Le début du film, à cet égard, est catastrophique : fallait-il faire de Valérie une véritable tête à claque qui aboie sur sa mère dès qu'elle ouvre la bouche ? Ce qui ne l'empêche pas de réclamer une seconde donation, celle de la maison bourguignonne ? Le propos est bien trop outrancier pour convaincre - décidément, Hélène Vincent, qui s'est fait connaître par La vie est un long fleuve tranquille, est damnée... Son fils Lucas est tout aussi tête à claque, inintéressant au possible. Il faut le talent d'un Pierre Lottin pour donner de la consistance au personnage de Vincent qu'Ozon lui a attribué : l'acteur a un côté inquiétant, on le sait depuis La nuit du 12, même s'il tend, depuis, un peu à se banaliser.

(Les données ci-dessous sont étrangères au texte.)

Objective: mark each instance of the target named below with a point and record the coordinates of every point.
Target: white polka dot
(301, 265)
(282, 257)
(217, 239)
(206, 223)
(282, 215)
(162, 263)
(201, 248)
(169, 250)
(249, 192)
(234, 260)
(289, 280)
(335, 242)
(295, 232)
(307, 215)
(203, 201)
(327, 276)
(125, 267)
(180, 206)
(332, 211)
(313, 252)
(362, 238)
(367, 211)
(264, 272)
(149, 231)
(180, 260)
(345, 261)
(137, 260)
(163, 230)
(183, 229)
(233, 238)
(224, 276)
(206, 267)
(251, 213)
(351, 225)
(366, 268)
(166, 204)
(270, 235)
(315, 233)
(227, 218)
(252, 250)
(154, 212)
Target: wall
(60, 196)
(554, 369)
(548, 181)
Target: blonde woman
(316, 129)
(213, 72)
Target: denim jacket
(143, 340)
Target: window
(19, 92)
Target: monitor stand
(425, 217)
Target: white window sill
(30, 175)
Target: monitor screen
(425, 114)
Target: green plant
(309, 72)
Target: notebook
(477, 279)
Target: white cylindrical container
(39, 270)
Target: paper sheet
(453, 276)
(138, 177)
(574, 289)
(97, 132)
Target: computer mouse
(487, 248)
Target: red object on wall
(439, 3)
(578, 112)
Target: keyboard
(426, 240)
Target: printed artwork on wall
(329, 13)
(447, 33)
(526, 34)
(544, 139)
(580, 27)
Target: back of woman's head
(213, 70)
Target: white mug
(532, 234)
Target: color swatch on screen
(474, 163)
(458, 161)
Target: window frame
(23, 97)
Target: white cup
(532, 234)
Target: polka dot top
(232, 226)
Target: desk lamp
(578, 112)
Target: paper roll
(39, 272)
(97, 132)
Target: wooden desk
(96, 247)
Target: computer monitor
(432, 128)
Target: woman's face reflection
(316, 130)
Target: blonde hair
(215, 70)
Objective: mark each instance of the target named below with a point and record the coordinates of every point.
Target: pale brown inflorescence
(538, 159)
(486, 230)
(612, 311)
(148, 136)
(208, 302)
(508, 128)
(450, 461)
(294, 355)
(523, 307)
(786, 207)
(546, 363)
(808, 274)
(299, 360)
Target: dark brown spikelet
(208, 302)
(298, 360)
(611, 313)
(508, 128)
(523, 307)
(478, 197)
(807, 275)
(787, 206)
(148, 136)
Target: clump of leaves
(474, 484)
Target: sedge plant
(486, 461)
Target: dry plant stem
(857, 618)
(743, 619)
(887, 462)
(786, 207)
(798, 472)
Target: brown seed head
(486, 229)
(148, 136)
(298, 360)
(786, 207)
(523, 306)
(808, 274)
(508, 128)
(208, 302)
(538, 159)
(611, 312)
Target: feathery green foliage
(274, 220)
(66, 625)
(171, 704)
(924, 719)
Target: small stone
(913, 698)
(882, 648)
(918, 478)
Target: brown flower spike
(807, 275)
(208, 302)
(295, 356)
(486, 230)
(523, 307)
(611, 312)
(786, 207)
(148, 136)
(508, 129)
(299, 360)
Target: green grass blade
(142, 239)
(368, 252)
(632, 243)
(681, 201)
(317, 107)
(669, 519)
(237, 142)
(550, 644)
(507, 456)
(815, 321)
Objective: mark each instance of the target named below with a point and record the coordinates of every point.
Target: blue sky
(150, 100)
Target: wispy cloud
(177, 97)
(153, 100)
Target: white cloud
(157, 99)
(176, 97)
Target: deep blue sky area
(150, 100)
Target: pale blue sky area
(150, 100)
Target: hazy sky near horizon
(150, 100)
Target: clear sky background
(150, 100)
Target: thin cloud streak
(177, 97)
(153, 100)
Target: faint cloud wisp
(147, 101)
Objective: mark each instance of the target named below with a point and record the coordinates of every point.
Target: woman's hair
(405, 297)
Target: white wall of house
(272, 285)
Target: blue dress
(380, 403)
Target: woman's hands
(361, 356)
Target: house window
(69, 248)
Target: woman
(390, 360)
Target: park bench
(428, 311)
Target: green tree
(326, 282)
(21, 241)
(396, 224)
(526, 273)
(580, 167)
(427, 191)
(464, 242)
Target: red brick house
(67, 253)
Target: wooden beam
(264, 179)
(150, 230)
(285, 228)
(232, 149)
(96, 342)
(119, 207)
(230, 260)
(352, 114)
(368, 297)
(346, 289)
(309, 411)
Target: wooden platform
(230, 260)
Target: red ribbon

Ce n'est pas encore tout, car les dialogues ne sont pas toujours crédibles : le "allons par là" de Marie-Claude en forêt m'a paru sonner faux. Reste Hélène Vincent, raison de mon déplacement au cinéma. Globalement convaincante, si j'exclus sa première conversation au téléphone, assez peu naturelle. Elle et Pierre Lottin tiennent tant bien que mal le film à bout de bras.

Un peu d'humour et de finesse quand même...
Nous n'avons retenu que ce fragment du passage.